Karli, 43
Kathy Mitchell drank a lot of alcohol when she was pregnant and wants women to know they are playing Russian roulette with the life of their child.
She was a teenager and did what most teenagers did back then - drank lots of alcohol. Her daughter, Karli, now 43, has the mental capacity of a child because she has Fetal Alcohol Syndrome.
She can't recognise social cues, is easily led, can't predict dangerous circumstances and doesn't understand sequence. She can cross a street when the sign says "walk" but if the lights are out, she will step out in front of a car. She likes to wear pretty clothes but can't remember to brush her teeth.
In 1964, when Kathy Mitchell was 10, her parents opened a restaurant and along with her other siblings, she helped out with the work. By the time she was 12, she had been drunk more than once and her parents were too busy to notice. At 14, she was having blackouts.
In 10th grade, Kathy got pregnant and married her teenage boyfriend. The boy was healthy and she went back to waiting tables and tending bar. Nine months later she was pregnant again and at 18, she gave birth to Karli.

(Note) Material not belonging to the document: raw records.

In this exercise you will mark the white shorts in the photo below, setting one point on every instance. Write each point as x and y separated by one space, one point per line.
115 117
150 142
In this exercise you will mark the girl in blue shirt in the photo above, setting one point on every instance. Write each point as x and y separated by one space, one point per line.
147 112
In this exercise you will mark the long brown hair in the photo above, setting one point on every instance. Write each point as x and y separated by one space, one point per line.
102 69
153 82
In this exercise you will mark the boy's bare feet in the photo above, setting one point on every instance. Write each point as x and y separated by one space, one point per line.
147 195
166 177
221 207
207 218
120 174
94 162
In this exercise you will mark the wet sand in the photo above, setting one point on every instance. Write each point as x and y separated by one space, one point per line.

When she failed to sit up on time and was slow to reach milestones, doctors told Kathy it was because of her chronic ear infections. At one point, a doctor said she had cerebral palsy - they didn't understand Fetal Alcohol Syndrome back then.
Meanwhile, as her life became more dysfunctional, she gave birth to three more children and drank through each pregnancy. Her third child, a girl, was born healthy but by the time she became pregnant with her fourth child, Kathy was addicted to heroin as well as alcohol and six months later, the baby, a boy, died at birth.
In 1982 she gave birth to her fifth child, a girl named Keysha. The child stopped breathing in her cot at 10 weeks. This tragic event brought about a complete mental breakdown and she was sent to a treatment centre to detox.
When she eventually got out, she moved back in with her parents, took evening courses, and learned the basic skills of mothering. She was 30 years old. She eventually became a certified addiction counselor.
"I hadn't used crack cocaine while pregnant with Karli - I'd only used alcohol - so I wondered if alcohol could have been responsible for her problems - I'd never heard of that possibility before"
In 1989, Kathy took Karli, then 16, to Georgetown University hospital and tests confirmed that Karli had Fetal Alcohol Syndrome.
"I thought I would die from grief and guilt" she said. "I knew I had to try to prevent this from happening to another child."
Today, Kathy 61, is vice president of the National Organization of Fetal Alcohol Syndrome, a nonprofit that tries stop women from drinking while they are pregnant. She hopes that going public about her own life will help other women to stop.
Australia has a problem with alcohol, it's legal and part of our culture and even though we are now aware that FAS exists, some women will refuse to believe it.